Amorim argued that “the presence of troops was requested by the Haitian Government, and the UN Security Council is the only body that legitimizes this type of intervention. I think it has already dragged on longer than was intended, which could have generated some conflict or other, but every incident has been checked. We have to plan a gradual withdrawal and, I repeat, guided by dialogue with our partners of UNASUR whose countries have troops there.”

The minister acknowledged that “the claims for reparations for cholera merit examination by the UN.”

He said that he had not been informed about the June 15 invasion of FASCH. Barbara Corrales of ‘To Defend Haiti is to Defend Ourselves’ gave Amorim a dossier with a report by the International Commission of Inquiry on the Abuses and Crimes Committed by MINUSTAH, including a dossier on the incident at the university.

“Our position is that the troops be withdrawn,” said Alexandre Conceiçao of Brazil’s Landless Peasants Movement (MST). “For many years, we have maintained a brigade in that country, in a project of cooperation with the peasant movements, of exchange of experiences, while at the same time we have received in Brazil delegations of Haitians for training courses. This should be the model of cooperation with Haiti by Brazil.”

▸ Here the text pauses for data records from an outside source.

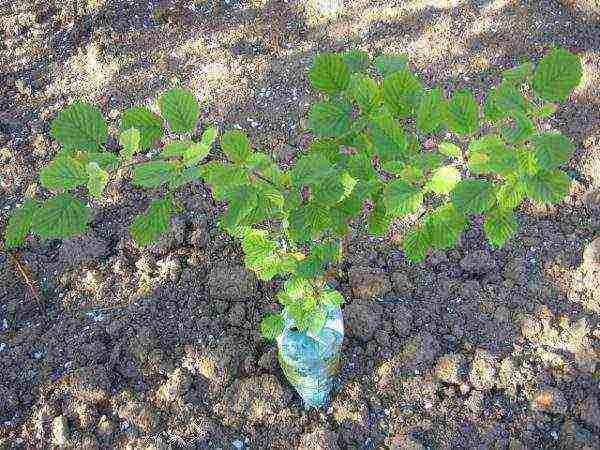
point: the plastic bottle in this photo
(310, 361)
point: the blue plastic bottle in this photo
(310, 361)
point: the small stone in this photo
(170, 240)
(105, 429)
(591, 254)
(177, 384)
(60, 431)
(402, 320)
(402, 284)
(590, 413)
(575, 436)
(231, 283)
(83, 250)
(404, 442)
(516, 270)
(362, 319)
(475, 402)
(237, 314)
(531, 329)
(368, 283)
(89, 384)
(141, 415)
(268, 360)
(482, 375)
(319, 439)
(449, 368)
(549, 400)
(420, 351)
(478, 263)
(591, 200)
(258, 398)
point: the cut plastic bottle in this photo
(310, 361)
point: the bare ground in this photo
(158, 348)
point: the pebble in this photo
(482, 375)
(60, 431)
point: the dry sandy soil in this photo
(157, 348)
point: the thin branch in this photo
(28, 277)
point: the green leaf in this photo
(557, 75)
(328, 252)
(106, 160)
(330, 119)
(426, 162)
(272, 326)
(175, 149)
(195, 153)
(310, 267)
(180, 108)
(545, 111)
(80, 126)
(356, 60)
(520, 129)
(518, 74)
(401, 198)
(401, 91)
(298, 288)
(149, 125)
(63, 173)
(260, 254)
(308, 221)
(379, 221)
(236, 145)
(365, 92)
(148, 228)
(547, 186)
(432, 111)
(463, 113)
(416, 244)
(450, 149)
(388, 64)
(327, 148)
(130, 141)
(330, 298)
(185, 177)
(19, 225)
(209, 136)
(329, 73)
(500, 225)
(444, 180)
(490, 154)
(97, 179)
(153, 174)
(474, 196)
(552, 150)
(222, 178)
(491, 110)
(528, 164)
(511, 193)
(508, 100)
(317, 320)
(329, 191)
(444, 226)
(389, 140)
(241, 200)
(61, 216)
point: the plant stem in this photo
(31, 284)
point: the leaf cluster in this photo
(366, 164)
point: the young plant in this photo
(365, 165)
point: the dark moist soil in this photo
(158, 348)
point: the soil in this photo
(158, 347)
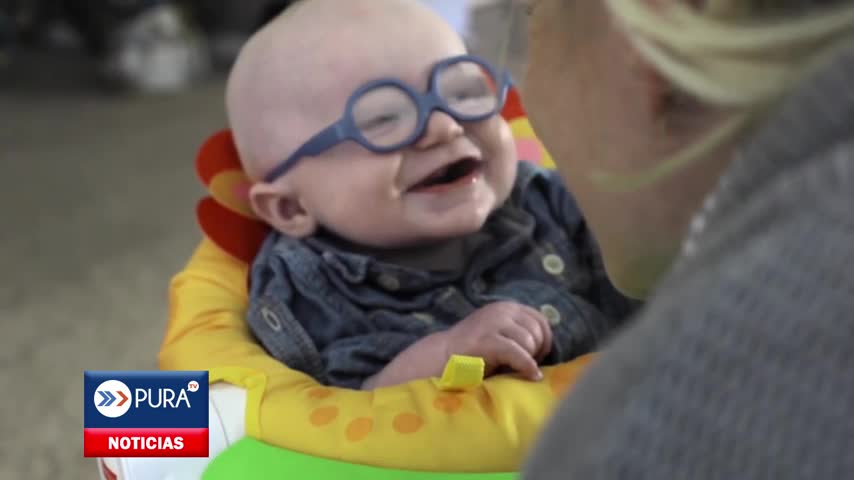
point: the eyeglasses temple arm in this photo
(328, 137)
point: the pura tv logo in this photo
(145, 414)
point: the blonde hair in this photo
(729, 54)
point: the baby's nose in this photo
(441, 128)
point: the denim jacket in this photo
(340, 317)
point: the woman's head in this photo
(642, 104)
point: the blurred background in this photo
(103, 104)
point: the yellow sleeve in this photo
(207, 330)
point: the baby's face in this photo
(443, 185)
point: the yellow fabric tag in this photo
(462, 372)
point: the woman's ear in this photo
(280, 207)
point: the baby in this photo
(405, 228)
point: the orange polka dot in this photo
(323, 416)
(566, 375)
(448, 403)
(359, 428)
(319, 393)
(407, 423)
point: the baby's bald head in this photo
(294, 75)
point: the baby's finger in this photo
(522, 336)
(536, 322)
(513, 355)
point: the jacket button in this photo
(389, 282)
(553, 264)
(271, 319)
(424, 317)
(551, 313)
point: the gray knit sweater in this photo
(741, 366)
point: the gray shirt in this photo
(742, 364)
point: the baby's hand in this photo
(503, 334)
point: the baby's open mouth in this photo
(460, 172)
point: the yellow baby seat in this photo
(463, 427)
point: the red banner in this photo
(145, 442)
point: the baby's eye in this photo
(469, 92)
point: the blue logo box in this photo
(145, 399)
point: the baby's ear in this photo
(279, 207)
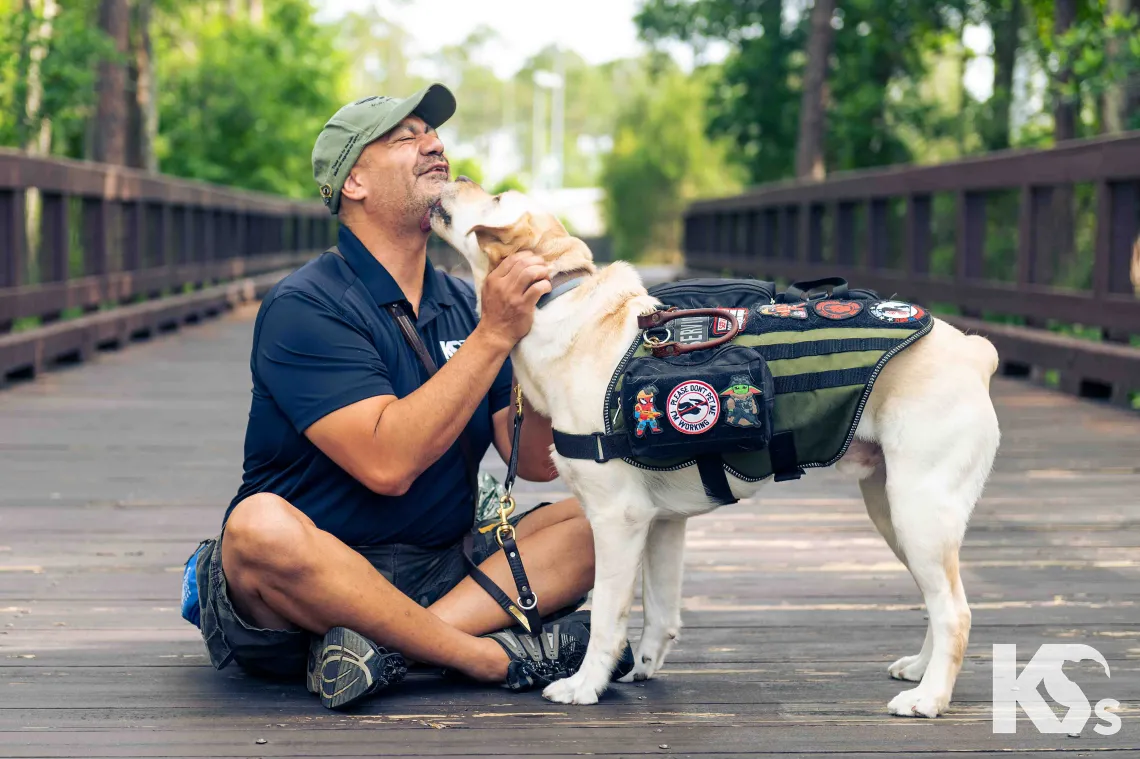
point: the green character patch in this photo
(740, 402)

Haitian unionist Fignolé Saint Cyr was a member of the delegation and he told the minister, “After eight years, the so-called forces of stabilization have become veritable occupation troops, who have brought to Haiti a cholera epidemic and who violate our sovereignty.”

“Brazil could help by setting an example and withdrawing its troops. I went to the United Nations last year, but we were given no prospects, no date. But what the Haitian people want, what the union movement and popular organizations demand is: the withdrawal of the troops.”

Minister Antorim agreed to meet the delegation again in three months time.